Even if you personally don't like it or think "its stupid", the popularity of some of these products is undeniable. It is legit blowing up and has disrupted previous industries that people who get it refuse to go back to old ways. Sorry the market has spoken and your take is wrong.
> I'll throw you guys a little bone.
Just leave this out. You're part of the the community you're lumping here.
If I own a Moment, how do I download the associated video, archive it, and view it offline? Do I get the rights to do that, or does the moment only consist of the metadata that allows me to view the content? Is it even that? Is the Moment really just a way to hang a tag that says "I've got this one and this one" on a website that hosts all the actual content?
Amazing to see how the tech/SV mainstream completely missed out on Defi, and are now missing out on NFTs.
This comment explains HNs relationship with crypto perfectly: https://news.ycombinator.com/item?id=24310174. Good quote from @balajis: "Crypto is what comes after Silicon Valley"

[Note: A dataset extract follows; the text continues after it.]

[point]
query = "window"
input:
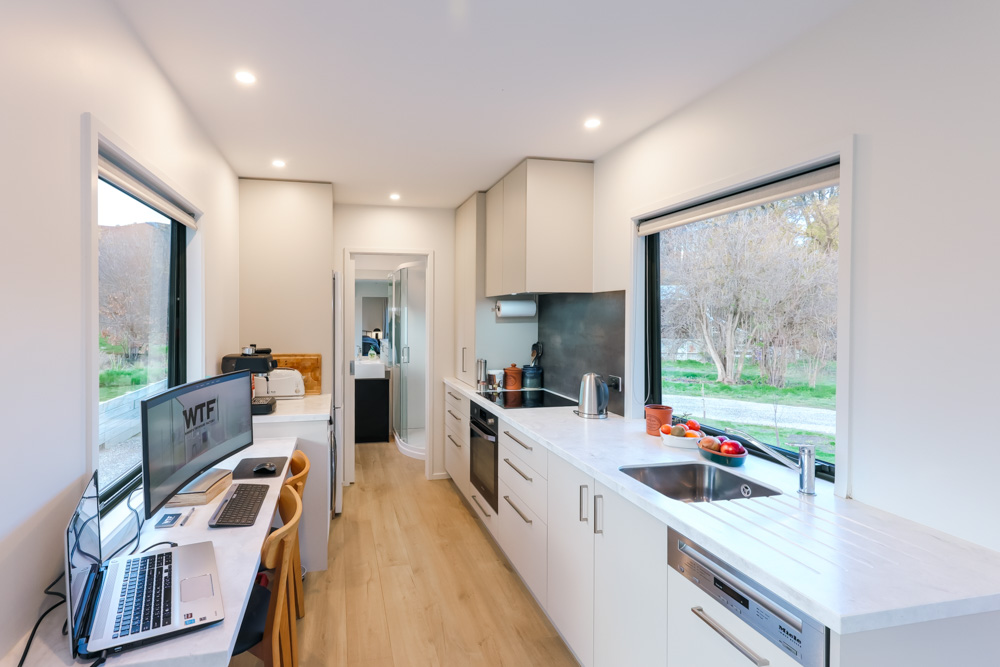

Check out a16z, sequoia portfolios or check out the founders of the top defi projects...
> "Crypto is what comes after Silicon Valley"
yet some of the biggest success stories to come out of crypto are "Silicon Valley" (or close enough in this context) companies such as Coinbase ?
There are many VCs who are into crypto that have invested in smart contract platforms (i.e. ETH killers), but missed out on investing in the actual applications built on Ethereum (Defi protocols). The applications have heavily outperformed the ETH killers. USV is an example of this, pioneering the fat protocol thesis and completely missing out on actual applications.
While there are SV based crypto companies like Coinbase, the majority of things happening in crypto happens outside of SV. Binance, FTX, Bitfinex, Bitmex, Bitstamp are all non US. Out of the top 10 defi projects, only 2 are SV based and the majority are non US based.
In crypto SV is not the center at all, which is very different to the internet where SV is obviously the center
In some artworks the certificate is the only non transitory asset (e.g. banana taped to wall, or the famous lawyers dot painting)
Made me wonder if authors of open source code could use something similar to provide for themselves.
The "you don't have to understand it, just accept that it exists and believe in it" line of nonthinking is a memetic neurotoxin. It sucks whether it's applied to blockchain, NFTs, gods, homeopathy, or an MLM, and a healthy mind should expel it on exposure.